Climate Change Effects of Gases from Municipal Solid Waste Landfills

Abstract

Direct and indirect effects of landfill gases and interrelationships between direct and indirect climate-forcing emissions and cover soil characteristics were analyzed at 5 municipal solid landfills in California. Fluxes of 80 chemicals were quantified across daily, intermediate, and final covers using static flux chambers. Whole-site emissions were scaled up using the flux data. Direct and indirect climate-forcing emissions were estimated through application of global warming (direct), atmospheric degradation (direct), tropospheric ozone forming (indirect), stratospheric ozone depleting (indirect), and secondary aerosol forming (indirect) potentials reported for each chemical.
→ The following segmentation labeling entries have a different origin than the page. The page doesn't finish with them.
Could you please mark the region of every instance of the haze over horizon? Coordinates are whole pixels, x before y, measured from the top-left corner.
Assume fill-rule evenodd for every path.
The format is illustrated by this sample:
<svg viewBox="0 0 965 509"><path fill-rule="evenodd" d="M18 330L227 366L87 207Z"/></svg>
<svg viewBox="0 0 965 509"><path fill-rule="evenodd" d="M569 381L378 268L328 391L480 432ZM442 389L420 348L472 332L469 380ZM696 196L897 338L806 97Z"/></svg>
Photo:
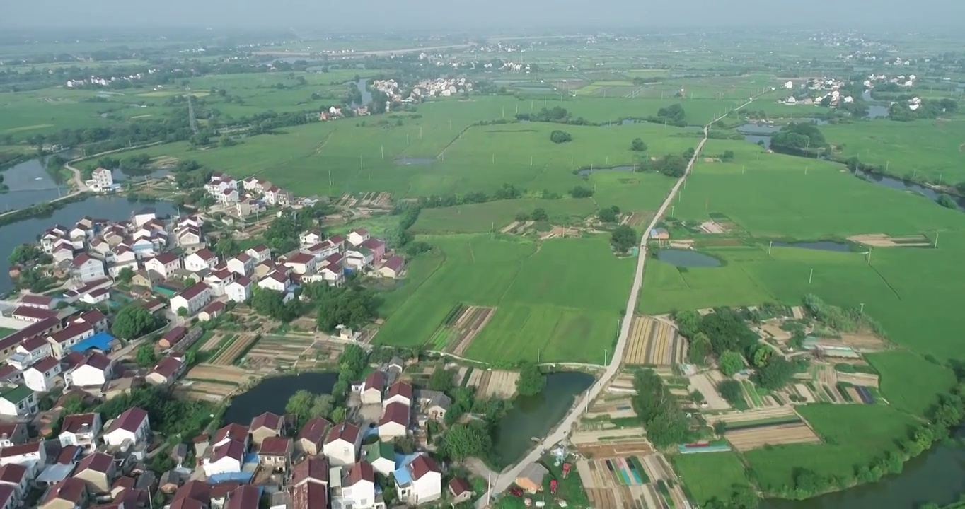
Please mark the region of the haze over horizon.
<svg viewBox="0 0 965 509"><path fill-rule="evenodd" d="M327 3L309 0L6 0L0 26L34 27L323 27L338 32L402 29L499 29L522 27L713 27L748 26L909 30L948 26L965 19L961 0L914 4L879 0L868 5L813 0L781 5L771 0L605 0L561 6L550 0L489 0L468 5L417 4L394 0ZM428 6L428 7L423 7ZM934 13L936 15L910 15ZM316 19L317 23L311 20Z"/></svg>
Methane emissions accounted for 46 to 99% of the total direct climate-forcing emissions. Nitrous oxide and F-gases collectively accounted for 1 to 99% of the total direct climate-forcing emissions. Overall direct emissions accounted for 93 to nearly 100% of the total combined (direct and indirect) climate-forcing emissions. Correlations were observed: a) between direct and indirect climate-forcing emissions of greenhouse gases and water content parameters as well as void ratio and b) between direct and indirect climate-forcing emissions of NMVOCs and mass of water in a cover profile, volumetric air content, temperature, and volumetric solids content.